UN Yemen envoy calls for probe into civilian deaths from airstrikes

The strikes were the third such incident since June.

A RED CRESCENT medic walks next to bags containing the bodies of victims of Saudi-led airstrikes on a Houthi detention center in Dhamar, Yemen, earlier this week.  (photo credit: MOHAMED AL-SAYAGHI / REUTERS)
A RED CRESCENT medic walks next to bags containing the bodies of victims of Saudi-led airstrikes on a Houthi detention center in Dhamar, Yemen, earlier this week.
(photo credit: MOHAMED AL-SAYAGHI / REUTERS)
The United Nations envoy on Yemen called on Thursday for a transparent investigation into airstrikes that killed at least 11 civilians in al-Jawf province, saying resurgent violence is complicating UN-led efforts to end the five-year war.
Security is deteriorating anew as Yemen faces the coronavirus pandemic and what the United Nations describes as the world's biggest humanitarian crisis, with millions on the verge of famine.
The strikes were the third such incident since June. The Saudi-led coalition battling Yemen's Iran-aligned Houthi group has said it is investigating reports of civilian deaths in Wednesday's attack and in Hajjah region earlier this week.
"We deplore yesterday's airstrikes in #AlJawf... A thorough & transparent investigation is required," envoy Martin Griffiths tweeted, describing attacks on civilians as reprehensible.

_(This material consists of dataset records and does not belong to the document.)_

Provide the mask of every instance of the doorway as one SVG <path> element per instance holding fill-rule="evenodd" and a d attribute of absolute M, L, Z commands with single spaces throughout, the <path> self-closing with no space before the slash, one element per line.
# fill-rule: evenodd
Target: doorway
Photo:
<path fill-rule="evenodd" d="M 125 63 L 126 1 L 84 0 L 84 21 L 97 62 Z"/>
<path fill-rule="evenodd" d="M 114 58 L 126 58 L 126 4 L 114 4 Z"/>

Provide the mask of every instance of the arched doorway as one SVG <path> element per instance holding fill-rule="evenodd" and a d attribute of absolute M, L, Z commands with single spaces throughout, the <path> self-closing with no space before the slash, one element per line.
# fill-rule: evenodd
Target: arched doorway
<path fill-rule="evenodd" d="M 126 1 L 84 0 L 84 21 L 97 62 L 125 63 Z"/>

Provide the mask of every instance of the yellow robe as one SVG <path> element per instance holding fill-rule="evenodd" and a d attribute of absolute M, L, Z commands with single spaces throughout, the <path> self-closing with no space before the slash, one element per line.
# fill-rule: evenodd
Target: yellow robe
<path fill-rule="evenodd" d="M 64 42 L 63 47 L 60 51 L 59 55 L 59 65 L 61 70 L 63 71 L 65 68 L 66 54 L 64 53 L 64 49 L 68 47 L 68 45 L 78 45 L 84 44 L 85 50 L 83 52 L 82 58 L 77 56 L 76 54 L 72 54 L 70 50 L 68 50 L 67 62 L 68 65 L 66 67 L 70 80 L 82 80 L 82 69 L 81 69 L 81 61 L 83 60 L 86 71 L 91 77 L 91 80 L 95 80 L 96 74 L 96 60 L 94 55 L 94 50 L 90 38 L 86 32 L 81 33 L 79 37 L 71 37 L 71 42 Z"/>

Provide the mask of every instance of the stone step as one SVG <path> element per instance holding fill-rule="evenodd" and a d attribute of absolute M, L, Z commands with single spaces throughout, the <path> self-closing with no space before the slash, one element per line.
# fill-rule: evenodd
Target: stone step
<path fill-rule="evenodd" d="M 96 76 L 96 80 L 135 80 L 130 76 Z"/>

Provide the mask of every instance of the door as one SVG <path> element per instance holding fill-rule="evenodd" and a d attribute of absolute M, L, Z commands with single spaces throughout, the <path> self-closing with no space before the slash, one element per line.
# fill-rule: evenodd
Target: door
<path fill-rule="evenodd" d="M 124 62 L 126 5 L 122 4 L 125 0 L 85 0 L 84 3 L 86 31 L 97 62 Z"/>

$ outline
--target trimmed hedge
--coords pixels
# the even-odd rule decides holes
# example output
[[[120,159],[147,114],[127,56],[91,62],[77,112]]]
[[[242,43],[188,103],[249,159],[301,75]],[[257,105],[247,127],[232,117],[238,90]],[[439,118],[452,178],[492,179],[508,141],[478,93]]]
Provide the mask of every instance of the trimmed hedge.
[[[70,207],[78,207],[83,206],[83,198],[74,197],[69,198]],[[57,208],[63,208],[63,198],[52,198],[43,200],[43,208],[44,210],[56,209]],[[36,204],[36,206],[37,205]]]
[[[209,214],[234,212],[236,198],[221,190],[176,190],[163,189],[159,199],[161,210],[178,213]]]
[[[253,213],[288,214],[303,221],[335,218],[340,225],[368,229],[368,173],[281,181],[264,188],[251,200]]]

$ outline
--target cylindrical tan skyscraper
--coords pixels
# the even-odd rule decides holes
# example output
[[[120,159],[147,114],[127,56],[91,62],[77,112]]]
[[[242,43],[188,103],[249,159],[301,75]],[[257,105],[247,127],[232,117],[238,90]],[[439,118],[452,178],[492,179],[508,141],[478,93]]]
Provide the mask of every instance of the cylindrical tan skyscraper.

The UN humanitarian coordination office in Yemen said at least 11 civilians were killed. The Houthi health ministry raised the death toll to 24 after initially saying nine people, including two children, were killed when coalition airstrikes hit homes.
The Houthis have recently stepped up cross-border missile and drone attacks on Saudi cities as well as military operations on the ground. The coalition has retaliated with airstrikes.
At al-Thawra hospital in the Houthi-held capital Sanaa, where some of the injured were taken, a child writhed in bed with a chest drain and bandaged shoulder and legs.
A 15-day-old baby died from his wounds, hospital employee Ahmed Sanad, told Reuters.
"For what sin is this child and a baby only days old bombed?" another employee, Ahmed al-Aawag, said.
The coalition, which receives weapons and intelligence from Western allies including the United States and Britain, was last month removed from a UN blacklist several years after it was first accused of killing and injuring children in Yemen.
The conflict has killed more than 100,000 people since the alliance intervened in Yemen in March 2015 shortly after the Houthis ousted the Saudi-backed government from power in Sanaa.
Griffiths has been holding virtual talks between the warring parties to agree a permanent ceasefire and confidence-building steps to restart peace negotiations last held in December 2018.
The conflict is largely seen regionally as a proxy war between Saudi and Iran. The Houthis say they are fighting a corrupt system.